Data Preparation

library(dplyr)
library(ggplot2)

# load data
library(fueleconomy)

vehicles

Per EPA (Environmental protection agency), combined fuel economy is a weighted average of City and Highway MPG values that is calculated by weighting the City value by 55% and the Highway value by 45%.

vehicles <- na.omit(vehicles)
vehicles
vehicles <- vehicles %>% mutate(mpg = 0.55 * vehicles$cty + 0.45 * vehicles$hwy)
vehicles

Research question

You should phrase your research question in a way that matches up with the scope of inference your dataset allows for.

Cases

What are the cases, and how many are there?

Fuel economy data contains data for all cars sold in the US from 1984 to 2015. The package fueleconomy has 33,442 rows and 12 variables.

Data collection

Describe the method of data collection.

The data is collected from the R package: fueleconomy. The fueleconomy package’s data was sourced from the EPA (Environmental Protection Agency). In this package, the data is stored in vehicles dataset.

Type of study

What type of study is this (observational/experiment)?

This is an observational study.

Data Source

If you collected the data, state self-collected. If not, provide a citation/link.

https://blog.rstudio.com/2014/07/23/new-data-packages/ https://www.fueleconomy.gov/feg/download.shtml

Dependent Variable

What is the response variable? Is it quantitative or qualitative?

The response variable is combined mpg. It is quantitative.

Independent Variable

You should have two independent variables, one quantitative and one qualitative.

The two independent variables are number of cylinders and displacement.

Relevant summary statistics

Provide summary statistics for each the variables. Also include appropriate visualizations related to your research question (e.g. scatter plot, boxplots, etc). This step requires the use of R, hence a code chunk is provided below.
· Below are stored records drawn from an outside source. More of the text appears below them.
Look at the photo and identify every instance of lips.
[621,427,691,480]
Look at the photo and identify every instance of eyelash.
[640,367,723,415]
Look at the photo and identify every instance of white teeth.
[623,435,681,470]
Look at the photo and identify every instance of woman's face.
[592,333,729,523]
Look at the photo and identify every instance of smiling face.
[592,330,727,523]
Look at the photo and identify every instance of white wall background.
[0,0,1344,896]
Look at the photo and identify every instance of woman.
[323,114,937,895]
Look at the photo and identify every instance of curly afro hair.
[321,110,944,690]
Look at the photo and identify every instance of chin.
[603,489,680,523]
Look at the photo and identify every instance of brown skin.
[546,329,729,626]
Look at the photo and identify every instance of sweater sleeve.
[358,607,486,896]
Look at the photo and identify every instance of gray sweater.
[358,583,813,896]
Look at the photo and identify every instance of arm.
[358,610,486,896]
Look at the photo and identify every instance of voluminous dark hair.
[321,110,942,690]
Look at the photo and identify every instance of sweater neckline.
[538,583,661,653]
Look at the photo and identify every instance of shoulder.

Insert more code chunks as needed.

summary(vehicles$mpg)
##    Min. 1st Qu.  Median    Mean 3rd Qu.    Max. 
##    7.80   16.70   19.70   20.11   22.60   54.40
# standard deviation
sd(vehicles$mpg)
## [1] 4.999651
qqnorm(vehicles$mpg)
qqline(vehicles$mpg)

hist(vehicles$mpg, breaks = 50)

ggplot(vehicles, aes(mpg)) + geom_histogram(bins = 50, aes(fill = factor(class)))

ggplot(vehicles, aes(mpg)) + geom_histogram(bins = 50, aes(fill = factor(cyl)))

ggplot(vehicles, aes(mpg)) + geom_histogram(bins = 50, aes(fill = factor(displ)))

ggplot(vehicles, aes(cyl, mpg)) + geom_boxplot(aes(fill = factor(cyl)))